Interpellé par les vidéos d'arrestations musclées circulant sur Internet, le maire Denis Coderre s'est montré favorable à l'idée d'équiper les policiers montréalais de caméras pour avoir «les deux côtés de la médaille».

Lors de la rencontre hebdomadaire du comité exécutif de ce mercredi matin, le maire a dit que le Service de police de la Ville de Montréal (SPVM) devait «songer sérieusement» à l'utilisation des caméras pour ses agents. Cette pratique est répandue aux États-Unis, mais encore peu développée au nord de la frontière.

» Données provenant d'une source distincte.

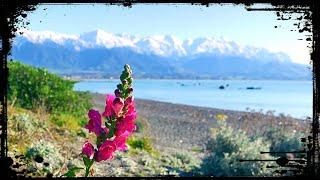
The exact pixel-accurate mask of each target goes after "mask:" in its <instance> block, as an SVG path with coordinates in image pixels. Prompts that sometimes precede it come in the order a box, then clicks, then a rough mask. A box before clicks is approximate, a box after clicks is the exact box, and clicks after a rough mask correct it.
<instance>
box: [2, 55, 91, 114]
mask: <svg viewBox="0 0 320 180" xmlns="http://www.w3.org/2000/svg"><path fill="white" fill-rule="evenodd" d="M8 67H9V79H8V81H9V83H8V84H9V89H8V100H9V101H10V102H11V103H12V104H15V105H18V106H20V107H22V108H26V109H31V110H36V109H37V108H39V107H44V108H45V110H47V111H48V112H53V113H61V112H66V113H72V114H73V115H76V116H82V115H83V114H86V111H87V109H89V108H90V107H91V106H92V105H91V104H90V103H89V95H88V93H83V92H81V93H80V92H75V91H73V85H74V84H75V81H70V80H64V79H62V78H60V77H59V76H57V75H55V74H51V73H49V72H48V71H47V70H46V69H42V68H34V67H31V66H28V65H25V64H22V63H20V62H16V61H13V62H9V63H8Z"/></svg>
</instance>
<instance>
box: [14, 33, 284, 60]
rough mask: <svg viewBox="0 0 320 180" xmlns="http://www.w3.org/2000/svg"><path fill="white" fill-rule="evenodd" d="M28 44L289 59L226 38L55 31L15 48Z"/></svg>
mask: <svg viewBox="0 0 320 180" xmlns="http://www.w3.org/2000/svg"><path fill="white" fill-rule="evenodd" d="M25 41H29V42H32V43H35V44H37V43H40V44H42V43H45V42H50V41H51V42H53V43H56V44H59V45H63V46H66V47H67V48H69V49H74V50H76V51H81V50H83V49H88V48H107V49H111V48H115V47H126V48H130V49H132V50H133V51H135V52H137V53H140V54H154V55H157V56H163V57H173V56H178V57H183V56H190V55H199V54H200V55H201V54H223V55H231V56H234V55H237V56H243V57H246V58H248V59H250V58H252V59H253V58H254V59H257V57H259V58H258V59H261V60H267V59H270V58H272V59H273V60H279V61H287V60H290V58H289V56H287V55H286V54H284V53H274V52H270V51H268V50H266V49H263V48H257V47H254V46H244V45H240V44H238V43H236V42H234V41H230V40H226V39H223V38H214V37H205V38H195V39H186V40H183V41H181V40H180V39H178V38H176V37H174V36H170V35H152V36H145V37H140V36H135V35H129V34H113V33H109V32H106V31H103V30H101V29H97V30H95V31H91V32H85V33H82V34H80V35H66V34H60V33H55V32H52V31H40V32H37V31H23V34H22V35H21V36H20V35H19V36H18V37H17V38H16V41H15V42H14V43H15V44H14V45H16V46H19V45H20V44H21V43H23V42H25Z"/></svg>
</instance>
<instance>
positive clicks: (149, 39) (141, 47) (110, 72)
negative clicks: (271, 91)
mask: <svg viewBox="0 0 320 180" xmlns="http://www.w3.org/2000/svg"><path fill="white" fill-rule="evenodd" d="M12 58H14V59H18V60H20V61H21V62H24V63H26V64H29V65H32V66H37V67H45V68H48V69H49V70H50V71H52V72H56V73H59V74H64V75H68V74H69V75H70V74H73V75H75V74H76V75H80V76H81V75H82V76H83V75H86V76H92V77H105V78H108V77H115V76H116V75H117V72H119V71H120V70H121V67H122V64H126V63H127V64H130V65H131V67H132V68H133V70H134V71H135V72H136V73H135V77H136V78H213V79H295V80H301V79H304V80H305V79H311V77H312V75H311V71H310V69H309V68H310V67H309V66H307V65H302V64H296V63H293V62H292V61H291V59H290V58H289V56H288V55H286V54H284V53H280V52H278V53H274V52H270V51H268V50H266V49H263V48H258V47H254V46H243V45H240V44H237V43H236V42H233V41H227V40H224V39H218V38H210V37H208V38H196V39H187V40H184V41H181V40H179V39H177V38H175V37H173V36H167V35H163V36H162V35H161V36H160V35H158V36H147V37H138V36H133V35H121V34H120V35H119V34H112V33H108V32H105V31H103V30H96V31H92V32H88V33H83V34H81V35H79V36H76V35H64V34H58V33H54V32H50V31H44V32H29V31H27V32H25V33H24V34H23V35H22V36H18V37H17V38H16V39H15V40H14V44H13V50H12Z"/></svg>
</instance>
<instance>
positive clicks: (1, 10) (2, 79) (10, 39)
mask: <svg viewBox="0 0 320 180" xmlns="http://www.w3.org/2000/svg"><path fill="white" fill-rule="evenodd" d="M40 3H105V4H106V5H122V6H125V7H131V6H132V5H134V4H136V3H173V4H178V3H189V4H193V5H203V6H207V7H208V6H209V5H210V4H213V3H215V4H219V3H230V4H235V5H238V4H244V5H246V6H250V5H253V4H254V3H268V4H271V5H272V6H273V7H274V8H272V9H248V10H262V11H270V10H272V11H276V12H277V15H278V16H280V17H281V16H282V15H281V14H280V13H285V12H287V11H291V12H300V13H301V8H308V10H307V11H304V12H303V13H302V14H303V15H302V19H304V20H306V21H307V22H310V23H306V24H304V25H302V27H301V28H300V26H298V28H299V32H303V31H309V32H311V31H312V36H313V38H312V52H311V61H312V62H311V63H312V68H313V69H312V71H313V117H312V127H311V130H310V136H308V139H309V140H310V143H309V144H308V149H309V150H308V152H307V157H308V158H307V166H306V168H305V170H304V171H303V175H304V176H308V177H318V178H319V177H320V147H319V117H320V97H319V91H320V62H319V61H320V35H319V33H320V32H319V31H320V1H319V0H203V1H196V0H189V1H188V0H181V1H179V0H169V1H165V0H91V1H90V0H28V1H27V0H25V1H22V0H2V1H1V4H0V5H1V6H0V24H1V27H0V43H1V47H0V55H1V59H0V63H1V68H0V85H1V88H0V145H1V147H0V177H17V176H16V173H15V172H14V171H12V170H11V169H10V168H9V166H10V165H12V164H13V161H12V159H11V158H10V157H7V152H8V148H7V120H8V119H7V100H6V97H7V85H8V68H7V60H8V55H9V54H10V49H11V45H12V44H11V43H12V38H14V37H15V33H16V31H17V29H18V25H17V24H18V23H19V24H20V26H26V25H28V24H29V22H24V21H23V18H25V17H26V16H27V15H26V13H27V12H28V11H33V10H35V9H36V6H37V5H38V4H40ZM278 13H279V14H278ZM20 17H22V18H20ZM282 17H283V16H282ZM280 20H286V19H283V18H280ZM306 40H307V41H311V38H309V39H308V38H307V39H306Z"/></svg>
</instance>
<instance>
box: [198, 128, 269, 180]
mask: <svg viewBox="0 0 320 180" xmlns="http://www.w3.org/2000/svg"><path fill="white" fill-rule="evenodd" d="M269 148H270V144H268V143H267V142H265V141H263V139H262V138H257V139H254V140H252V139H250V138H249V137H248V136H247V135H246V133H245V132H244V131H241V130H235V129H233V128H231V127H230V126H227V125H226V123H225V122H219V129H213V130H212V139H211V140H210V141H209V143H208V145H207V150H208V151H209V152H210V154H209V156H207V157H206V158H205V159H204V160H203V162H202V165H201V172H202V173H203V175H206V176H257V175H266V174H267V173H268V172H267V170H266V168H265V165H266V164H265V163H260V162H254V163H253V162H240V161H239V160H240V159H266V158H268V157H266V156H267V155H261V154H260V152H261V151H268V150H269Z"/></svg>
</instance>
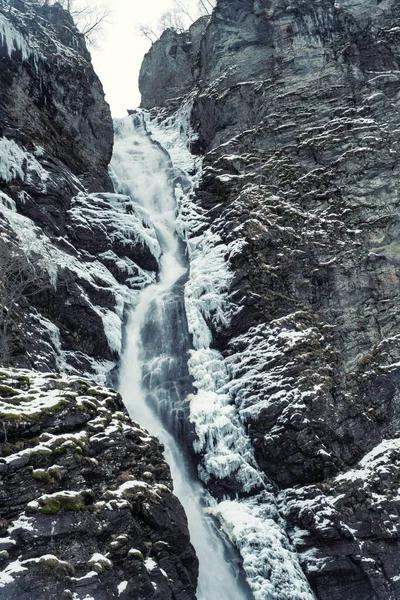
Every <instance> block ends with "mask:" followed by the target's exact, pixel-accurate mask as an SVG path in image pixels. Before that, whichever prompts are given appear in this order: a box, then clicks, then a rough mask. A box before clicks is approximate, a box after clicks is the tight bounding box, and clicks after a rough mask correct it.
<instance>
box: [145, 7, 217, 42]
mask: <svg viewBox="0 0 400 600" xmlns="http://www.w3.org/2000/svg"><path fill="white" fill-rule="evenodd" d="M215 4H216V0H189V1H187V0H186V1H184V0H174V6H173V8H172V9H171V10H168V11H167V12H165V13H163V14H162V15H161V17H160V18H159V20H158V22H157V25H156V26H154V27H153V26H152V25H150V24H148V23H145V24H139V25H138V27H137V30H138V32H139V34H140V35H142V36H144V37H146V38H147V39H148V40H149V41H150V42H151V43H152V44H154V42H155V41H157V40H158V39H159V37H160V35H161V34H162V33H163V31H165V30H166V29H173V30H174V31H177V32H178V33H181V32H182V31H184V30H185V29H186V28H187V27H188V26H189V25H191V24H192V23H194V22H195V21H196V20H197V19H198V18H199V17H201V16H204V15H209V14H211V12H212V10H213V8H214V7H215Z"/></svg>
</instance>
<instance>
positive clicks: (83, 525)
mask: <svg viewBox="0 0 400 600" xmlns="http://www.w3.org/2000/svg"><path fill="white" fill-rule="evenodd" d="M0 439H1V442H2V444H1V449H0V457H1V458H0V474H1V479H0V560H1V563H0V569H1V571H0V598H1V599H2V600H5V599H7V600H14V599H15V600H16V599H18V600H28V599H29V600H31V599H32V598H40V600H55V599H57V600H61V599H63V600H72V599H74V600H78V598H79V599H80V598H89V597H90V598H92V597H95V598H96V599H97V600H111V599H116V598H118V599H120V600H124V599H128V598H129V600H134V599H137V600H139V599H140V600H144V599H146V600H147V599H149V600H150V599H159V600H161V599H162V600H191V599H194V598H195V588H196V580H197V571H198V563H197V558H196V556H195V553H194V549H193V547H192V545H191V544H190V540H189V533H188V529H187V521H186V517H185V514H184V512H183V508H182V507H181V505H180V503H179V501H178V500H177V498H176V497H175V496H174V495H173V493H172V481H171V475H170V471H169V468H168V465H167V464H166V463H165V461H164V457H163V454H162V450H163V448H162V446H161V445H160V444H159V442H158V441H157V440H156V439H155V438H153V437H151V436H150V435H149V434H148V433H147V432H146V431H145V430H143V429H141V428H140V427H139V426H138V425H136V424H135V423H133V422H132V421H131V420H130V419H129V417H128V415H127V413H126V411H125V408H124V406H123V404H122V402H121V398H120V396H119V395H118V394H117V393H116V392H114V391H112V390H110V389H107V388H104V387H101V386H97V385H95V384H91V383H90V382H89V381H87V380H84V379H80V378H78V377H63V376H59V375H55V374H52V373H46V374H39V373H37V372H34V371H28V370H16V369H3V370H2V371H1V372H0Z"/></svg>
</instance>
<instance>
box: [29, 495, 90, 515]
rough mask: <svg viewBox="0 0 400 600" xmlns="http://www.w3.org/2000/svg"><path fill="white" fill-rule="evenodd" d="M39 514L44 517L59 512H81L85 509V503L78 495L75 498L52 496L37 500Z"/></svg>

«Dans un monde où tout est filmé, pourquoi ça ne pourrait pas être envisageable ?», s'est interrogé le maire. Denis Coderre a dit vouloir s'impliquer dans ce débat à la suite de l'apparition de vidéos sur Internet montrant un Montréalais se faire frapper au visage lors de son arrestation par un groupe de policiers. «S'il y a des films partout et on n'a pas les 2 côtés de la médaille, il faudrait y penser», a-t-il commenté.

Avant d'aller de l'avant avec l'achat de caméras, le maire a dit attendre les résultats d'une évaluation que le SPVM fait présentement sur le sujet. Il prévoit ensuite tenir un débat avec les élus montréalais.

Le maire a par ailleurs dit ne pas vouloir commenter directement ce qu'il a qualifié d'«arrestation musclée» d'un manifestant le 1er mai puisqu'une plainte en déontologie a été formulée. Il a toutefois tenu à «réitérer [son] soutien aux policiers».

«Le 1er mai, il faut faire la distinction entre la manifestation pour les travailleurs, où il n'y a pas eu de problèmes, et celle du soir [organisée par la CLAC]. Il faut faire la distinction entre casseurs et travailleurs. Il ne faut pas généraliser», a dit Denis Coderre. Pour lui, il n'y a aucun doute que la manifestation organisée le soir du 1er mai visait avant tout à «faire de la casse», comme en témoignent les cinq policiers blessés.

Appui conditionnel de l'opposition

L'opposition à l'hôtel de ville s'est montrée ouverte à l'idée d'équiper les policiers montréalais de caméras, à condition que l'enregistrement se fasse en continu et que les images soient accessibles aux citoyens portant plainte en déontologie.

Projet Montréal estime en effet impératif que les agents ne puissent désactiver les caméras à leur guise, comme ceux-ci le réclament. «Il ne faut pas que l'enregistrement soit à la discrétion du policier. Si quelqu'un l'agresse, il aura la preuve, mais il faut aussi que ce soit un frein à ce que le policier agresse quelqu'un», a plaidé François Limoges, porte-parole de Projet Montréal en matière de sécurité publique.

Permettre aux policiers de décider quand ils enregistrent reviendrait à permettre aux agents de cacher leur matricule pendant leurs interventions, estime François Limoges.

L'élu estime que l'ajout de caméras viendrait aider les agents qui sont ciblés par des plaintes. Les vidéos filmés par les témoins d'arrestations musclées n'enregistrent souvent qu'une partie des incidents. «On n'a peut-être pas vu que le policier a agi de façon exemplaire pendant 45 minutes avant que ça dérape. Mais sur les vidéos, on voit juste ça.»

François Limoges ajoute que les images devraient être accessibles aux citoyens portant plainte en déontologie afin que celles-ci ne soient pas perçues comme un simple outil pour disculper les agents. Les caméras devraient également être perçues comme des outils pour protéger les citoyens d'abus policiers, poursuit l'élu.

Au-delà du débat sur les caméras, François Limoges estime qu'une instance indépendante devrait se pencher sur le climat de confrontation qui s'est installé entre les policiers et les manifestants. «Ça devient dangereux. Oui, il y a eu la commission, puis le rapport Ménard, mais il a été tabletté. Clairement, il y a une escalade des tensions. C'est palpable.»